How I long to hold him like I hold her. I long to tuck him in at night. I want so badly to make sure he's taken care of, and I desperately want him to know that he is loved. That he has been loved and wanted for 17 months now, which may even be longer than he's been on this earth.
Unfortunately, expected wait times for referrals (when we are matched with a child) keep increasing. When we started this process, estimated wait times for a healthy infant or toddler was at 24 months (once paperwork arrived in Ethiopia). We have seen that wait time steadily increase over the last year and a half. Current estimated wait times are now at 36-42 months. Part of the increase in wait time is due to a relatively new adoption policy called the PAIR (Pre-Adoption Immigration Review) process, which went into effect about a year ago.
The PAIR process is good in that it protects adoptive parents and children.
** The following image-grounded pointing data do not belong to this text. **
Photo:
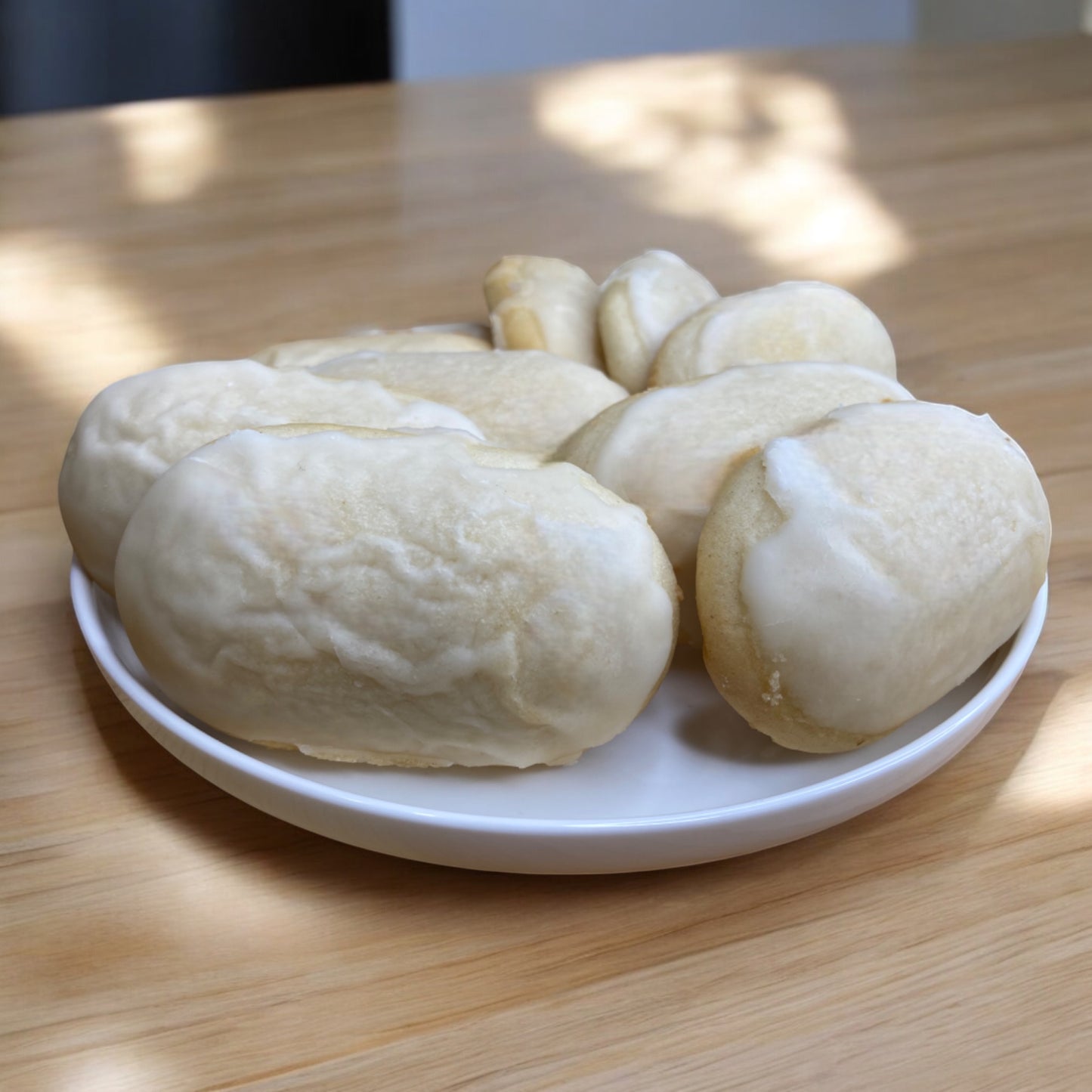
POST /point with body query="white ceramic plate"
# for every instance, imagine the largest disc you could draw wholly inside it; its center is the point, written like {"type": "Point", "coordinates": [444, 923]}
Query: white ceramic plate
{"type": "Point", "coordinates": [688, 782]}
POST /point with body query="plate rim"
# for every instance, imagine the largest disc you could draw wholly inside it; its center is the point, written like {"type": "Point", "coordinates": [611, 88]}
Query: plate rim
{"type": "Point", "coordinates": [1005, 675]}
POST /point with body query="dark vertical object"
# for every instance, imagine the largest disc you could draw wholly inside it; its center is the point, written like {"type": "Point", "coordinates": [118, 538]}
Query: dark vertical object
{"type": "Point", "coordinates": [60, 54]}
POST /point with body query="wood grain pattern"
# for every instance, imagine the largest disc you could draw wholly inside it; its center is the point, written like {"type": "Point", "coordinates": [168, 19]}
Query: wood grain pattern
{"type": "Point", "coordinates": [156, 934]}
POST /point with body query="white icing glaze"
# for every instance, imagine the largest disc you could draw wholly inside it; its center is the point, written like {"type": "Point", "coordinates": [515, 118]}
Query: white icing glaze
{"type": "Point", "coordinates": [419, 599]}
{"type": "Point", "coordinates": [139, 427]}
{"type": "Point", "coordinates": [915, 539]}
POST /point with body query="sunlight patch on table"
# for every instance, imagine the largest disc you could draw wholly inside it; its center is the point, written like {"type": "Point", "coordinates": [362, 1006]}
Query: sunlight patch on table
{"type": "Point", "coordinates": [169, 149]}
{"type": "Point", "coordinates": [765, 155]}
{"type": "Point", "coordinates": [1056, 770]}
{"type": "Point", "coordinates": [73, 329]}
{"type": "Point", "coordinates": [119, 1066]}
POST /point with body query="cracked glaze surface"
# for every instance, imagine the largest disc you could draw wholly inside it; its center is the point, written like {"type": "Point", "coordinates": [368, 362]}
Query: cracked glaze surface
{"type": "Point", "coordinates": [140, 426]}
{"type": "Point", "coordinates": [407, 600]}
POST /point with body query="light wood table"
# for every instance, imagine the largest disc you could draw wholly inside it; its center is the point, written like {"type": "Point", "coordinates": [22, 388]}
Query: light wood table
{"type": "Point", "coordinates": [156, 934]}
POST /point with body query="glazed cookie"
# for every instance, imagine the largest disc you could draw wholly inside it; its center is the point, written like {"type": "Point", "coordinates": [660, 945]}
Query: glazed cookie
{"type": "Point", "coordinates": [138, 427]}
{"type": "Point", "coordinates": [799, 320]}
{"type": "Point", "coordinates": [544, 302]}
{"type": "Point", "coordinates": [851, 576]}
{"type": "Point", "coordinates": [640, 304]}
{"type": "Point", "coordinates": [524, 400]}
{"type": "Point", "coordinates": [670, 448]}
{"type": "Point", "coordinates": [412, 601]}
{"type": "Point", "coordinates": [306, 354]}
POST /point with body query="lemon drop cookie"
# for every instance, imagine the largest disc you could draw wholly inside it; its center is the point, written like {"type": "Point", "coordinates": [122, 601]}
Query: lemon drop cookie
{"type": "Point", "coordinates": [413, 601]}
{"type": "Point", "coordinates": [851, 576]}
{"type": "Point", "coordinates": [527, 400]}
{"type": "Point", "coordinates": [640, 304]}
{"type": "Point", "coordinates": [306, 354]}
{"type": "Point", "coordinates": [138, 427]}
{"type": "Point", "coordinates": [544, 302]}
{"type": "Point", "coordinates": [799, 320]}
{"type": "Point", "coordinates": [669, 449]}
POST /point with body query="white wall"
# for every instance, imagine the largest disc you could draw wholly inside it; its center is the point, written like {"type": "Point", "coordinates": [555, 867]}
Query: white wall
{"type": "Point", "coordinates": [441, 39]}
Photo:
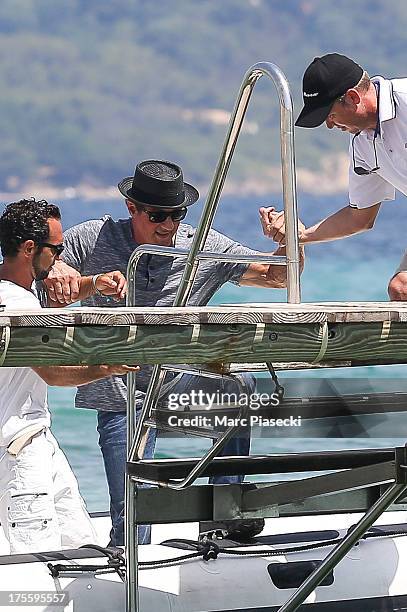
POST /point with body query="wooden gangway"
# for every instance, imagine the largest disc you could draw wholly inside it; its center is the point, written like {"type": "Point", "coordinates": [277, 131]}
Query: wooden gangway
{"type": "Point", "coordinates": [331, 333]}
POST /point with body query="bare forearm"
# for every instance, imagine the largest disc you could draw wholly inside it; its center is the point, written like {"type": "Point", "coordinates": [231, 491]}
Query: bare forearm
{"type": "Point", "coordinates": [346, 222]}
{"type": "Point", "coordinates": [270, 276]}
{"type": "Point", "coordinates": [72, 376]}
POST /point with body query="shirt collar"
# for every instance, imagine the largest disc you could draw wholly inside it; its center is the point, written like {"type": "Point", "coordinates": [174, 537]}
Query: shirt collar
{"type": "Point", "coordinates": [387, 105]}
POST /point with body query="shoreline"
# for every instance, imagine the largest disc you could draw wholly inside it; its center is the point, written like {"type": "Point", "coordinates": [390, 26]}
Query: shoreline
{"type": "Point", "coordinates": [332, 179]}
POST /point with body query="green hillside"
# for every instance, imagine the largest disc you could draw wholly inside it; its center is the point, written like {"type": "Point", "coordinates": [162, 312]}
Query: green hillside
{"type": "Point", "coordinates": [90, 86]}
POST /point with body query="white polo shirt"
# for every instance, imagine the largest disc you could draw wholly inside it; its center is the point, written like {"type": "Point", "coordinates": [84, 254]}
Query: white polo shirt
{"type": "Point", "coordinates": [391, 148]}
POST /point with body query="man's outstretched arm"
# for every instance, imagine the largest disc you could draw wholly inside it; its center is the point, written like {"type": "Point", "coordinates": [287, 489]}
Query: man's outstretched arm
{"type": "Point", "coordinates": [345, 222]}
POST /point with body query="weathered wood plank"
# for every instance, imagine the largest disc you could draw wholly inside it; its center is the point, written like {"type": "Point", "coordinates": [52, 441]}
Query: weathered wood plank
{"type": "Point", "coordinates": [233, 342]}
{"type": "Point", "coordinates": [350, 312]}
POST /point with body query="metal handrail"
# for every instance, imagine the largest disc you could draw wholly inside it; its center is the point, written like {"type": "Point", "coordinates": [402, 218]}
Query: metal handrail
{"type": "Point", "coordinates": [292, 258]}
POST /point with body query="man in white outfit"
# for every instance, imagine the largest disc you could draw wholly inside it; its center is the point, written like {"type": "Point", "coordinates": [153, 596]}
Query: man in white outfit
{"type": "Point", "coordinates": [40, 504]}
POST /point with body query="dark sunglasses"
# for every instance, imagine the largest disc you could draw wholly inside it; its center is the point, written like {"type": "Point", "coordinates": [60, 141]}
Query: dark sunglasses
{"type": "Point", "coordinates": [159, 216]}
{"type": "Point", "coordinates": [358, 169]}
{"type": "Point", "coordinates": [56, 248]}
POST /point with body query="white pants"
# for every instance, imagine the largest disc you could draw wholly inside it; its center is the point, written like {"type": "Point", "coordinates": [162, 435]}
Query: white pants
{"type": "Point", "coordinates": [41, 508]}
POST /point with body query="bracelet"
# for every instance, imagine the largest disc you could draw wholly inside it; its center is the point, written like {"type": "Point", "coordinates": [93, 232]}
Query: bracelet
{"type": "Point", "coordinates": [94, 279]}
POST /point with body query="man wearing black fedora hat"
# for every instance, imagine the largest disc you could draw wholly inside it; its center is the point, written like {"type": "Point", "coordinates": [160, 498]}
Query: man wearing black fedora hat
{"type": "Point", "coordinates": [157, 199]}
{"type": "Point", "coordinates": [340, 93]}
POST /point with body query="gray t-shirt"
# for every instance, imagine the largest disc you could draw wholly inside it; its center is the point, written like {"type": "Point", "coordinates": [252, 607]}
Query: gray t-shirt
{"type": "Point", "coordinates": [103, 245]}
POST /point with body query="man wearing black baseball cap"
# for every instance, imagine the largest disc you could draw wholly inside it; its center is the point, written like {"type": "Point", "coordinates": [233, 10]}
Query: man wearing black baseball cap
{"type": "Point", "coordinates": [339, 92]}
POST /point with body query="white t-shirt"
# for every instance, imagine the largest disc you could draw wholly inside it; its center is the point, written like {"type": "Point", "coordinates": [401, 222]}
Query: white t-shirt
{"type": "Point", "coordinates": [391, 148]}
{"type": "Point", "coordinates": [23, 394]}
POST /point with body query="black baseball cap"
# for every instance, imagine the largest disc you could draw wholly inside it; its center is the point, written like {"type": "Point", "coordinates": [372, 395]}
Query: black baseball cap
{"type": "Point", "coordinates": [325, 80]}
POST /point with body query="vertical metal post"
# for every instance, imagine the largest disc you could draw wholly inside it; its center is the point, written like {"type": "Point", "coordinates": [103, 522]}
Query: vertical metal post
{"type": "Point", "coordinates": [292, 258]}
{"type": "Point", "coordinates": [288, 176]}
{"type": "Point", "coordinates": [338, 553]}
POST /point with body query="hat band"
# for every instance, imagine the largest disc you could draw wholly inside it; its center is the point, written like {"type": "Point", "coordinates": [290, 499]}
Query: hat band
{"type": "Point", "coordinates": [156, 200]}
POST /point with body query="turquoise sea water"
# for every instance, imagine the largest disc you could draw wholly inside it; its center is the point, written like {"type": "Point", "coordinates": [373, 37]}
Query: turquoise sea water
{"type": "Point", "coordinates": [354, 269]}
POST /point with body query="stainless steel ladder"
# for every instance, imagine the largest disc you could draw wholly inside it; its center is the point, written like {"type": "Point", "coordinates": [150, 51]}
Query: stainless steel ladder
{"type": "Point", "coordinates": [196, 254]}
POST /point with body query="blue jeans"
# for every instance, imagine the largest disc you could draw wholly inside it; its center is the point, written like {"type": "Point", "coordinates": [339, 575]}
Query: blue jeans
{"type": "Point", "coordinates": [112, 428]}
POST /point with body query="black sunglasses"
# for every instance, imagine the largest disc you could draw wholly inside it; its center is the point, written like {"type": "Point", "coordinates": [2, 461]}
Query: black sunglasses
{"type": "Point", "coordinates": [358, 169]}
{"type": "Point", "coordinates": [56, 248]}
{"type": "Point", "coordinates": [159, 216]}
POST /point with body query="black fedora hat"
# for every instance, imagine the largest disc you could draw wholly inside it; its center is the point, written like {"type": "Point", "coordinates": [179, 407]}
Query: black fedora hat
{"type": "Point", "coordinates": [158, 183]}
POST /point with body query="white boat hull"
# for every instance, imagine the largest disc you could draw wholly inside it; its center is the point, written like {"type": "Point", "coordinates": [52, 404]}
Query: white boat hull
{"type": "Point", "coordinates": [372, 576]}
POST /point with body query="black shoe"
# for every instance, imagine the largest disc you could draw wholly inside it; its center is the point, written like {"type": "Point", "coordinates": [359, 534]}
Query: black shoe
{"type": "Point", "coordinates": [241, 530]}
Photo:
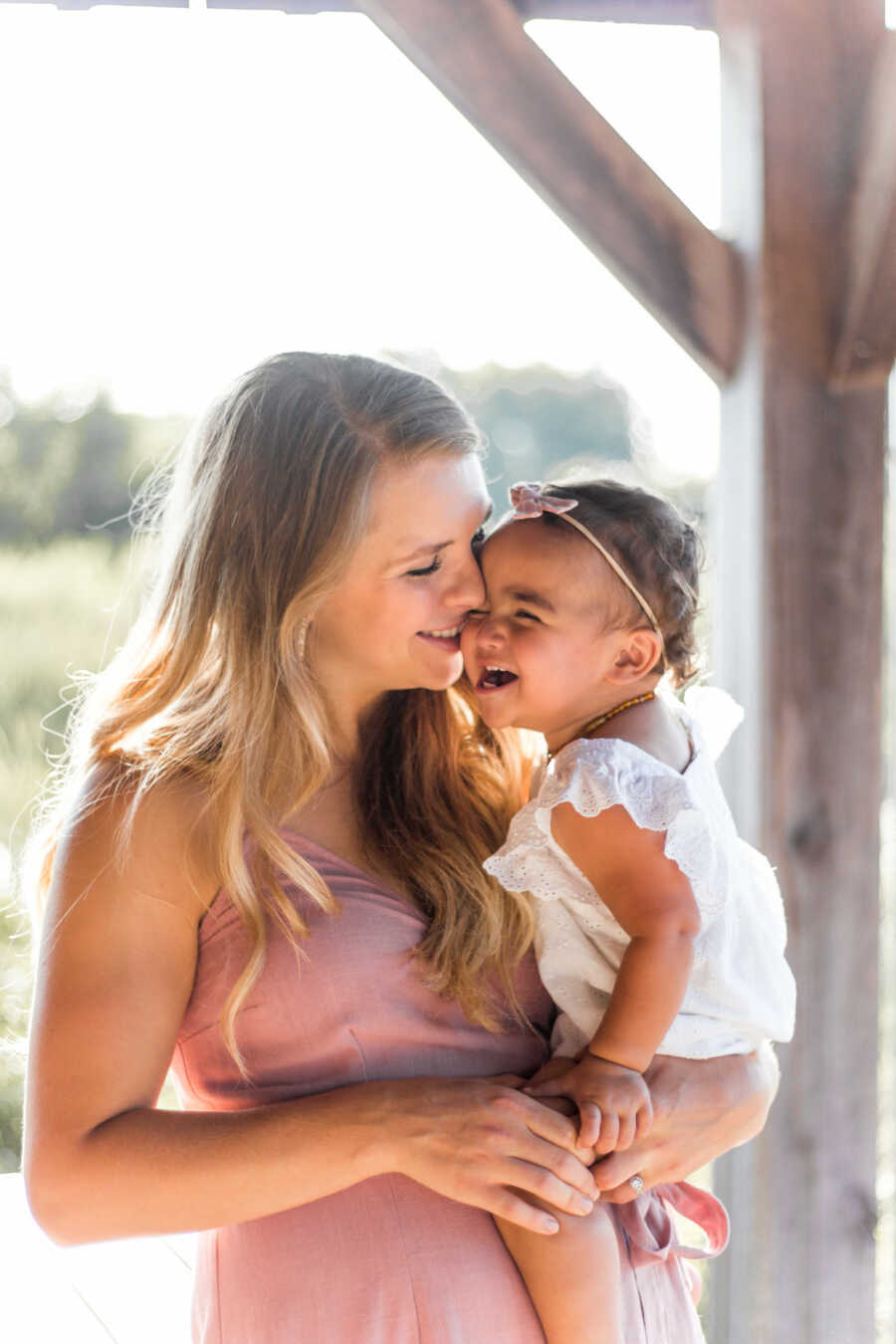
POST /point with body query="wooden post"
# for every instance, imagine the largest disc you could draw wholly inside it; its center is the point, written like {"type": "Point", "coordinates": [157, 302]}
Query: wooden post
{"type": "Point", "coordinates": [803, 1210]}
{"type": "Point", "coordinates": [481, 58]}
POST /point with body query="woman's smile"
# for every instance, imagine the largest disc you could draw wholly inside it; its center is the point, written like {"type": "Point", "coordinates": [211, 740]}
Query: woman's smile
{"type": "Point", "coordinates": [448, 640]}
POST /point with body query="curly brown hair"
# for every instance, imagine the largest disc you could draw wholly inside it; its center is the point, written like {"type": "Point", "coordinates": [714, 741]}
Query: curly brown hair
{"type": "Point", "coordinates": [658, 550]}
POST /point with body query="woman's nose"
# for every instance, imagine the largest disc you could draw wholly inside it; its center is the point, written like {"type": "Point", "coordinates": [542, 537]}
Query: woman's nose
{"type": "Point", "coordinates": [489, 633]}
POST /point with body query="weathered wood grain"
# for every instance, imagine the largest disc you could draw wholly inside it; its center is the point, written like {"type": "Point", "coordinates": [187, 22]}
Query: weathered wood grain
{"type": "Point", "coordinates": [803, 1206]}
{"type": "Point", "coordinates": [480, 56]}
{"type": "Point", "coordinates": [866, 340]}
{"type": "Point", "coordinates": [697, 14]}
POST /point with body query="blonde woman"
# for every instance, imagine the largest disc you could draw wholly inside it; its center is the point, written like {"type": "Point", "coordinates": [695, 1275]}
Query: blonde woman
{"type": "Point", "coordinates": [265, 867]}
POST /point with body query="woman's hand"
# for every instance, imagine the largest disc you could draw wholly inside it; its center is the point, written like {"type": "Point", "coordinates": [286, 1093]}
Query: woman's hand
{"type": "Point", "coordinates": [702, 1108]}
{"type": "Point", "coordinates": [484, 1143]}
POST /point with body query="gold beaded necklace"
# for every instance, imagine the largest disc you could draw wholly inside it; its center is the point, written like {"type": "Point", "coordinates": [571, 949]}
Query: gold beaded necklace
{"type": "Point", "coordinates": [604, 718]}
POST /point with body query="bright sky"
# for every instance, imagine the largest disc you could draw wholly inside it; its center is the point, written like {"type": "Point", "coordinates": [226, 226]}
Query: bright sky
{"type": "Point", "coordinates": [189, 192]}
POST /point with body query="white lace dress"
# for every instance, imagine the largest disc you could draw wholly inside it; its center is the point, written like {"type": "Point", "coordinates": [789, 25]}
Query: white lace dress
{"type": "Point", "coordinates": [741, 990]}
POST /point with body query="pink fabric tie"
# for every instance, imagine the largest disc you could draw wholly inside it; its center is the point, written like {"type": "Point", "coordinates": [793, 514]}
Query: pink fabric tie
{"type": "Point", "coordinates": [650, 1229]}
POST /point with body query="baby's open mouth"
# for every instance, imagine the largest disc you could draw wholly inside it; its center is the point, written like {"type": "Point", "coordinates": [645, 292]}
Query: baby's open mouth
{"type": "Point", "coordinates": [493, 678]}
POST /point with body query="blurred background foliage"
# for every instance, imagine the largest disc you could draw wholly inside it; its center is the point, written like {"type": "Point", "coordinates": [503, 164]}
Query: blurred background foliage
{"type": "Point", "coordinates": [69, 579]}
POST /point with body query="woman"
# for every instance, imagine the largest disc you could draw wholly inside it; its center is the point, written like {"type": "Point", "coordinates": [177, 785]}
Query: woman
{"type": "Point", "coordinates": [265, 863]}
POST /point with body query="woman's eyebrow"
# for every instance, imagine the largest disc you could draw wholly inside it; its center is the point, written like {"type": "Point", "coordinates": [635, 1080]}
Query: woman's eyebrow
{"type": "Point", "coordinates": [430, 549]}
{"type": "Point", "coordinates": [426, 549]}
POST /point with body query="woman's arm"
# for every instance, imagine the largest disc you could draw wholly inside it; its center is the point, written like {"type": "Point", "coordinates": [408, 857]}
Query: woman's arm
{"type": "Point", "coordinates": [702, 1108]}
{"type": "Point", "coordinates": [115, 972]}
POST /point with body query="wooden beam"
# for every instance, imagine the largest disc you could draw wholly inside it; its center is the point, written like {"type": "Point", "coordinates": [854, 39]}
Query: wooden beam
{"type": "Point", "coordinates": [481, 58]}
{"type": "Point", "coordinates": [866, 345]}
{"type": "Point", "coordinates": [803, 640]}
{"type": "Point", "coordinates": [696, 14]}
{"type": "Point", "coordinates": [693, 14]}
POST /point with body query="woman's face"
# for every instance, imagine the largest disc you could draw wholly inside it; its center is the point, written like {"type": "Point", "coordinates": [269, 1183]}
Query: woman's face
{"type": "Point", "coordinates": [395, 621]}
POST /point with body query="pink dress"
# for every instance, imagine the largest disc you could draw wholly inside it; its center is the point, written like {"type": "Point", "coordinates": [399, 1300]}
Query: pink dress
{"type": "Point", "coordinates": [385, 1260]}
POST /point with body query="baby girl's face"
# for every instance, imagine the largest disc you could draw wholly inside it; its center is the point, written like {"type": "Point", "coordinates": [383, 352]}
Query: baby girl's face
{"type": "Point", "coordinates": [539, 655]}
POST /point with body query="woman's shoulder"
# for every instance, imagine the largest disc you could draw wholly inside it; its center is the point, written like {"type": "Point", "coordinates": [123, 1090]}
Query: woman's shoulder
{"type": "Point", "coordinates": [156, 837]}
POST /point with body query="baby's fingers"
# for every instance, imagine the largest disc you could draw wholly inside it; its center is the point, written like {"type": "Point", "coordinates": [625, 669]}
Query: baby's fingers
{"type": "Point", "coordinates": [644, 1122]}
{"type": "Point", "coordinates": [590, 1124]}
{"type": "Point", "coordinates": [608, 1137]}
{"type": "Point", "coordinates": [627, 1129]}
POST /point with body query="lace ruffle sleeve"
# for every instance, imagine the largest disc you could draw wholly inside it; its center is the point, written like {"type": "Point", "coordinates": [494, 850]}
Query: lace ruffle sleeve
{"type": "Point", "coordinates": [599, 773]}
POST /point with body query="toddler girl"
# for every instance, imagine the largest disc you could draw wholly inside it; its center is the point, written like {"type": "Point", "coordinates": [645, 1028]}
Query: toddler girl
{"type": "Point", "coordinates": [658, 929]}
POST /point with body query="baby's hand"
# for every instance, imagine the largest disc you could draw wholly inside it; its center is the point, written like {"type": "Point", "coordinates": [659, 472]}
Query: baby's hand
{"type": "Point", "coordinates": [614, 1102]}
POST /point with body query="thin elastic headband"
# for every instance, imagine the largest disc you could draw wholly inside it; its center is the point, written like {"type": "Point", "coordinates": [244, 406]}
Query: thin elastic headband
{"type": "Point", "coordinates": [530, 500]}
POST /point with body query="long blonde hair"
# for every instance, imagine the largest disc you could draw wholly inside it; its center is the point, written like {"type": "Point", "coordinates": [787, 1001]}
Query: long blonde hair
{"type": "Point", "coordinates": [265, 508]}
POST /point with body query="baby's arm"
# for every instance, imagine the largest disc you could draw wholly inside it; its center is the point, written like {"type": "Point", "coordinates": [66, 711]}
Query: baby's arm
{"type": "Point", "coordinates": [653, 902]}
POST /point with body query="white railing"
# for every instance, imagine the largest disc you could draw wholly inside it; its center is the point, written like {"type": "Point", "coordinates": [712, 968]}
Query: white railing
{"type": "Point", "coordinates": [127, 1292]}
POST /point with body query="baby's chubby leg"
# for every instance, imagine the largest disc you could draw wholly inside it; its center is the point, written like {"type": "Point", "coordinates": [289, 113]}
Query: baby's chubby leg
{"type": "Point", "coordinates": [572, 1275]}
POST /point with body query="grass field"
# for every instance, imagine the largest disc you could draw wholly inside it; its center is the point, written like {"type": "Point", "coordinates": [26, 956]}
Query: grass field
{"type": "Point", "coordinates": [62, 609]}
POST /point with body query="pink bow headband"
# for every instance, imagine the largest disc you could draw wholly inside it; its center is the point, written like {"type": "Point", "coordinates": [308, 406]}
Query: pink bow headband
{"type": "Point", "coordinates": [530, 500]}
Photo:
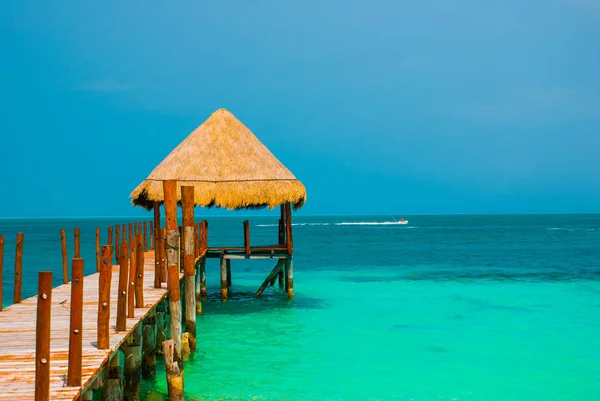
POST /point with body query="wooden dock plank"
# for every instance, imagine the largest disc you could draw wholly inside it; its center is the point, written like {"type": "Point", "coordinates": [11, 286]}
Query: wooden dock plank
{"type": "Point", "coordinates": [17, 337]}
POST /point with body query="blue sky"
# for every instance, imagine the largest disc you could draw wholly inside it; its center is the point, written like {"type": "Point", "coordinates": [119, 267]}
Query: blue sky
{"type": "Point", "coordinates": [378, 107]}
This process determines eligibility for adoption (declares orphan status of a child after a full investigation) and ensures approval for immigration before an adoption is finalized. What it really means is that a child you have adopted: 1. actually needs a family, and 2. he or she will not be stuck in their country due to an inability to immigrate into the United States. There are heartbreaking stories of children who have been legally adopted, but who are unable to live with their new families due to issues surrounding these things. While I wholeheartedly agree with these precautions, the PAIR process is somewhat difficult for me in that it adds extra paperwork and extra time to an already lengthy adoption process. We have heard that there are only 4 ladies in the country of Ethiopia who process these forms for the PAIR process. As you can imagine, paperwork is backing up, causing increased adoption timeframes. I know, I know: patience. This process is a step in the right direction to help ensure more ethical adoptions in Ethiopia.
Marcus and I find hope in knowing that we are not really waiting for an estimated wait time to pass or a person to process paperwork. Ultimately, we are waiting on The Lord and on His perfect timing. He already knows when things will be set into place, as it has already been prepared beforehand. He even knows the number of hairs on our son's head. (Luke 12:7). Thankfully, our son's days, like our days, were formed before he was even born:
For you formed my inward parts; you knitted me together in my mother’s womb. I praise you, for I am fearfully and wonderfully made. Wonderful are your works; my soul knows it very well. My frame was not hidden from you, when I was being made in secret, intricately woven in the depths of the earth. Your eyes saw my unformed substance; in your book were written, every one of them, the days that were formed for me, when as yet there was none of them. (Psalm 139:13-16)
We continue to trust in Him to continue to bring our family together.